Given the family script you will perhaps forgive me if I point out from the outset that I was extremely conscious of the safety aspects.
So. There I am on the apex of my own roof with my Heath Robsinson stick in hand. I mean just how would you get a good look at what was going on further down a chimney than you could see?
This relates to my ongoing central heating installation. Radiators are all in place and the heating circuit to them and to the new hot water cylinder is complete. They now need connecting to the Rayburn. Before the Rayburn comes in to the house though the direction the flue pipe must first be clarified.
Now I know that there is a fireplace hidden somewhere in the kitchen. I have been reliably informed by a bloke who saw it just after the second world war. The trouble is it hasn’t really been seen since. Sometime in the interval it has been obscured. Working down from the top I was to drop a sonde, a little radio transmitter, and then by use of a pencil and a radio detector set to ping when it heard 33kHz signal, mark crosses down the wall inside the house and thus reveal the line of the chimney.

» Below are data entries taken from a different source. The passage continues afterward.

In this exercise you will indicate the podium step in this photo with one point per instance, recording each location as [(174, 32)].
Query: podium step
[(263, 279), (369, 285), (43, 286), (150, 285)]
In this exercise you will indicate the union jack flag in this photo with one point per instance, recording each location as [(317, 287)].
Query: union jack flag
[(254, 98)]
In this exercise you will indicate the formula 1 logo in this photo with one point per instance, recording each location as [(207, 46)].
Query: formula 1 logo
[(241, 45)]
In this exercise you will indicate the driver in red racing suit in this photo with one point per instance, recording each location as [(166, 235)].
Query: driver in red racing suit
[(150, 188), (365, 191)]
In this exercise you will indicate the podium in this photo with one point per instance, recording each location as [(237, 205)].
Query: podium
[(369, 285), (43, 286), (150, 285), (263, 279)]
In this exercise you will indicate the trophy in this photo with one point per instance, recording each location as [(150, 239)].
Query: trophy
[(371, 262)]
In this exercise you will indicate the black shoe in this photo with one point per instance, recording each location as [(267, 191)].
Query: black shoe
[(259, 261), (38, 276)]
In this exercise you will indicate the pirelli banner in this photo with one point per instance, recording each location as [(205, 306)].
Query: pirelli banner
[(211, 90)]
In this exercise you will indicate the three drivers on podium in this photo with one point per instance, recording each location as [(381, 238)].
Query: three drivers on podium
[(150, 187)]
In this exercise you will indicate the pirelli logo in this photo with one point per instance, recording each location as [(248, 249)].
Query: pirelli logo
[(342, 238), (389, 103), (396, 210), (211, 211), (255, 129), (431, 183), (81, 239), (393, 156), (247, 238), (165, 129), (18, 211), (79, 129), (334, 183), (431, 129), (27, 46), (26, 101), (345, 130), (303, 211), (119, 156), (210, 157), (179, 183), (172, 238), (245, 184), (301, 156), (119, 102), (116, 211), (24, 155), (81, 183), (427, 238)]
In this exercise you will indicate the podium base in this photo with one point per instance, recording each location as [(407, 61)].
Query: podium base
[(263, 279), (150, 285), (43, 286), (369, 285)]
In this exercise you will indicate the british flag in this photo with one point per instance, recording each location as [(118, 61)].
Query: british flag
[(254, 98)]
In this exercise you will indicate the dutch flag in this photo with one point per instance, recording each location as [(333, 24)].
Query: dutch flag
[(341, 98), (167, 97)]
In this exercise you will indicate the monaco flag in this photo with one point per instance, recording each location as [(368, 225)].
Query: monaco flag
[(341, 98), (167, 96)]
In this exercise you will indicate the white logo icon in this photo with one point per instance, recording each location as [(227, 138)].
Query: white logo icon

I was also quite confident, and remain so, in my uncle’s advice that chimneys in houses of this age are not complicated. They seldom deviate from vertical.
Lowering away then, I was a little disappointed that my test stone on a string stopped about three metres below the pot and refused to go further. What to do, what to do?

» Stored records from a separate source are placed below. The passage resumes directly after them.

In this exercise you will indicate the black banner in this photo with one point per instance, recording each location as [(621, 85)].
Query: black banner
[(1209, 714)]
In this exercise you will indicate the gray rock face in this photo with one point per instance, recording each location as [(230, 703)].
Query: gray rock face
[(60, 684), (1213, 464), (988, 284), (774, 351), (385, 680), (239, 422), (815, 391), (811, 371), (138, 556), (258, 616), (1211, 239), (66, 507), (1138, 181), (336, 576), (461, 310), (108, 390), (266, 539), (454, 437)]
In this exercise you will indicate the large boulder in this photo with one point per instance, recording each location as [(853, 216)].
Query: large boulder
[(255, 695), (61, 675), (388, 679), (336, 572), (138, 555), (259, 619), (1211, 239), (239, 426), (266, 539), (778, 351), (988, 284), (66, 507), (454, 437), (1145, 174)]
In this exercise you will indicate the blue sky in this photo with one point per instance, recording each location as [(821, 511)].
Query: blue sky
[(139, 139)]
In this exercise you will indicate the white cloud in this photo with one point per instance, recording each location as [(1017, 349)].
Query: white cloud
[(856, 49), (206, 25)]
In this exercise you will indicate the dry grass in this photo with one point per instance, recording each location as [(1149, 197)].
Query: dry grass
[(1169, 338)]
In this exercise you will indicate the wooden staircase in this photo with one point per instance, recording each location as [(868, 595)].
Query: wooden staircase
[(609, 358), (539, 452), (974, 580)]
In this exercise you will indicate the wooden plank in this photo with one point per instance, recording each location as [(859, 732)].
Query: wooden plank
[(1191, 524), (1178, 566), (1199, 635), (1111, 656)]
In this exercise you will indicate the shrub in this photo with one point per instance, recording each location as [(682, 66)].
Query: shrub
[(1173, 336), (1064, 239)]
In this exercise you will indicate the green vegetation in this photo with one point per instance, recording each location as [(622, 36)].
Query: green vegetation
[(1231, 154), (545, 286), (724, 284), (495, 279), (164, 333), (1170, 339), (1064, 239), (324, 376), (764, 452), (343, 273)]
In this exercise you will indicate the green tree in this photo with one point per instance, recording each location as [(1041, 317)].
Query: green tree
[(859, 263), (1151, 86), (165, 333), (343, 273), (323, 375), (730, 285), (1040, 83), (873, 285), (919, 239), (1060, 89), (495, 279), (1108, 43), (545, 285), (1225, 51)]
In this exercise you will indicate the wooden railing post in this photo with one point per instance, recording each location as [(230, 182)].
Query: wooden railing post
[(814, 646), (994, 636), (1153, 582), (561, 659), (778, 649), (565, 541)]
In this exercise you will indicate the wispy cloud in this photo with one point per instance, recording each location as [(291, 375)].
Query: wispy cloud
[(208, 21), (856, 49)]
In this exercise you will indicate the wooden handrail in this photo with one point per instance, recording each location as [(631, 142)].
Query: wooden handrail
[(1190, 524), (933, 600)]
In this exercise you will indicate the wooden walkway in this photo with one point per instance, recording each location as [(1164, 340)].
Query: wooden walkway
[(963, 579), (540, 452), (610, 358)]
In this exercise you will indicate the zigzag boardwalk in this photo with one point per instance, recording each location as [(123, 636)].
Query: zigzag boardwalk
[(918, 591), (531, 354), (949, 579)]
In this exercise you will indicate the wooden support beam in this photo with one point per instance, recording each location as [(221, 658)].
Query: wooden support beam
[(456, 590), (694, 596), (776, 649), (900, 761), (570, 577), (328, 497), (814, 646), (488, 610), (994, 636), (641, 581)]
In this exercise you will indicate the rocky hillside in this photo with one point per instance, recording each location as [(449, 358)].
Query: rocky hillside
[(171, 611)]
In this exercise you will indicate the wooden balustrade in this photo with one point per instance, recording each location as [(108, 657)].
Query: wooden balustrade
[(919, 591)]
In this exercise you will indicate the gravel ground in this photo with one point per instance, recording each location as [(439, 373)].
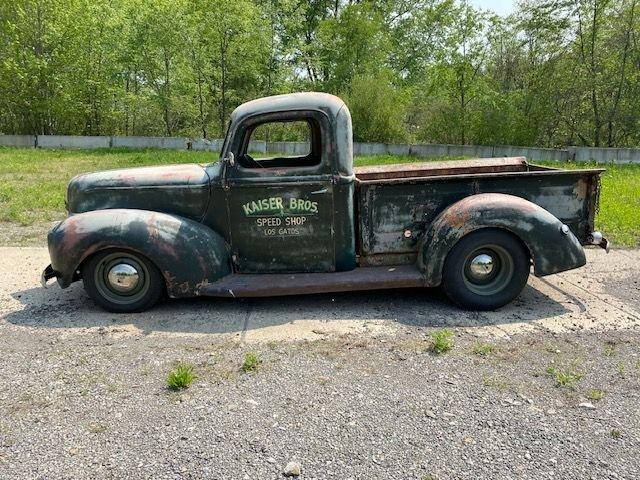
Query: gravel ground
[(347, 385)]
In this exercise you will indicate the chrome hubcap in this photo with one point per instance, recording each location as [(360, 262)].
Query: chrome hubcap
[(482, 266), (123, 278)]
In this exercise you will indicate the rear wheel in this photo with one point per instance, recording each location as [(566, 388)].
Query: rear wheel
[(122, 282), (486, 270)]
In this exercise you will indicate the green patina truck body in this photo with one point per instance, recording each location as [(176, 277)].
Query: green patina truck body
[(310, 222)]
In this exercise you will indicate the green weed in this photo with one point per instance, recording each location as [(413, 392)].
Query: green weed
[(251, 362), (483, 349), (441, 341), (181, 377)]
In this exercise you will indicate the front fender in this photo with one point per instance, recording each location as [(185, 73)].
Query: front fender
[(188, 254), (552, 250)]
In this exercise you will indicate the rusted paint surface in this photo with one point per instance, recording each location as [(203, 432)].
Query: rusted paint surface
[(188, 254), (388, 208), (179, 189), (283, 227), (431, 169), (551, 250), (267, 285)]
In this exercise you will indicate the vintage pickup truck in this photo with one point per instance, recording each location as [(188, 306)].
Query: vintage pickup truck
[(309, 223)]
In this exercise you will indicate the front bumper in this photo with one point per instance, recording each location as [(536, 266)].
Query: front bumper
[(596, 238)]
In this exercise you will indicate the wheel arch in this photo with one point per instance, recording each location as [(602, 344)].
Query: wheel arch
[(188, 254), (552, 247)]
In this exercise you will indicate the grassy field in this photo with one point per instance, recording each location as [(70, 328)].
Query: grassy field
[(33, 182)]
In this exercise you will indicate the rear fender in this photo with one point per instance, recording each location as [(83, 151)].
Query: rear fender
[(188, 254), (552, 249)]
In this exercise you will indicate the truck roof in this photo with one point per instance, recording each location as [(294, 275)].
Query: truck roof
[(290, 101)]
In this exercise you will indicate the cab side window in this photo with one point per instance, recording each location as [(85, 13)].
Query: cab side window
[(295, 144)]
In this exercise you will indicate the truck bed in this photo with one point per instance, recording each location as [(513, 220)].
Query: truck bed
[(394, 198)]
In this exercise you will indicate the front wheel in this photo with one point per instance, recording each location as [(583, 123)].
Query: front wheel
[(486, 270), (122, 282)]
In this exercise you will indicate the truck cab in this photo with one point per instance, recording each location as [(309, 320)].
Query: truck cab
[(305, 221), (291, 213)]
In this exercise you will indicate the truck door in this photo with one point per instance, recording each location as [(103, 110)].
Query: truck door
[(280, 206)]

Using my neighbours draining rods, A USB webcam and a long lead, also an inspection lamp, balancing a computer on the chimney haunch, I was able to make a surprisingly decent endoscope contraption.
I now have video and photographic records of the inside of my chimney. I also have a degree of frustration in that I can see now that there are no side shoots and that it is in fact blocked up with rubble from an earlier modification.
The next step I suppose is to hit a hole in the wall at around the level of the blockage and to start removing it. At the same time of course as taking stock of the prospect of everything above falling down.
Dear friends, the adventure of Hallett’s Mountain is never ending.

Monday, June 13, 2011

Cold Comfort Farming


Wishing that my spectacles came equipped with windscreen wipers I stand in a cold wet field. Though June it feels more like a nasty day at the beginning of November. I am reminded of the great Carl Giles vision of the agricultural idyll.
Looking out through the door of a cluttered barn grim faced farm hands survey an uncompromising deluge. A yard full of turnips or some other root. Water a foot deep. In the mud a small pig. Soggy roll ups hang from the lower lip.
In my real world it is “Open Farm Sunday” and the Snowdonia Society have organised a dry stone walling competition. Six competitors out of the promised field of twenty have arrived and the one spectator is me. Set back a little three organisers hold fort in a gazebo that has two sides closed against the rain. Bara Brith is being buttered and a hot water urn is fired up in the optimistic prospect that people will soon come to this field of dreams.
Thursday past I saw this advertised in the ‘Weekly Witter’ and was quite engaged by the prospect. I envisioned rural pleasantry in warm sunshine. I saw myself swapping hope and seeking wisdom at the hands of the masters. I have many fine walls around Hallett’s Mountain which own part of my time. While I plug away and lift the fallen sections, I am ever willing to learn.
And so here we stand. I am on one side of the tape. They are on the other. They are clearing stones of a wall in need of repair down to the quagmire of its foundation. Pegs set a metre apart mark the sections that they will raise. Each is covered from head to foot in filth. Muttered comments in the tongues of Angels are exchanged as the water runs from every beast and surface.
Whatever kind of walling this is, dry stone is mocked.
After a while there are six competitors.
The only spectator goes home to watch the Grand Prix.